Mészár was engaged at the Staatstheater Braunschweig in 1995, where he appeared as Sarastro in Mozart's Die Zauberflöte, Don Alfonso in Così fan tutte and Don Basilio in Rossini's Il barbiere di Siviglia, among others. In 1998, he moved to the Theater Münster and in 2007 to the Nationaltheater Weimar. In the production of Wagner's Der Ring des Nibelungen there, he appeared as Fasolt in Das Rheingold, Wotan in Die Walküre, and Hagen in Götterdämmerung. The performances were recorded on DVD in 2008. In 2010, he appeared as Orest in Elektra by Richard Strauss. From 2010, Mészár was a member of the Oper Bonn, and from 2012 the Badisches Staatstheater Karlsruhe, where he appeared as Levi in the world premiere of Avner Dorman's Wahnfried. He performed leading roles, also as a guest at German and Austrian opera houses.

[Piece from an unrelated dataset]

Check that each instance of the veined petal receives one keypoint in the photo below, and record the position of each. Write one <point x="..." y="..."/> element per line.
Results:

Since 2015, he has performed the roles of Wotan, Wanderer and Gunther in Der Ring in Minden, Wagner's Ring Cycle at the Stadttheater Minden. A reviewer noted how he portrayed the different characters in voice and acting.

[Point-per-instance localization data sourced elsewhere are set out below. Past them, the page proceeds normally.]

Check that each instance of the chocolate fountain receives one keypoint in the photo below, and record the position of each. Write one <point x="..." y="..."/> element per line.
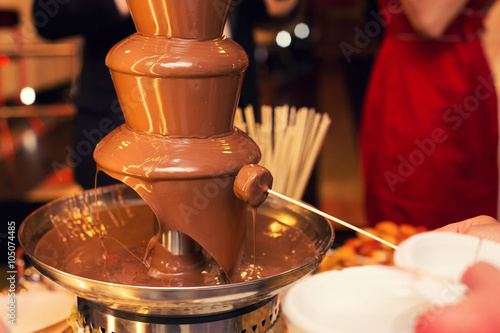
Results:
<point x="175" y="250"/>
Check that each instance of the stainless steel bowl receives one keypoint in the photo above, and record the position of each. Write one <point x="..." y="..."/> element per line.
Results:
<point x="75" y="215"/>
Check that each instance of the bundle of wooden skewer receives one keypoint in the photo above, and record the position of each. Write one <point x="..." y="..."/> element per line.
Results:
<point x="290" y="141"/>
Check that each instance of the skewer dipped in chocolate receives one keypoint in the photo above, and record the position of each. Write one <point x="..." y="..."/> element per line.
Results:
<point x="252" y="184"/>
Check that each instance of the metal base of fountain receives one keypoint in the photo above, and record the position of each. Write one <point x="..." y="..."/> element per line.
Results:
<point x="261" y="317"/>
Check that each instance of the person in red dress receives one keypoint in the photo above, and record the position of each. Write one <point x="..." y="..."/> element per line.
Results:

In concert, he performed and recorded in 2007 Liszt's oratorio St. Elisabeth about Saint Elisabeth, with Melanie Diener in the title role, other soloists, choirs, and the Staatskapelle Weimar conducted by Carl St. Clair. In 2013, he recorded the first performance in Germany of Bruno Maderna's Requiem, which had been assumed lost for decades. He sang with other soloists, including Kathrin Göring, the MDR Rundfunkchor and the Robert-Schumann-Philharmonie, conducted by Frank Beermann.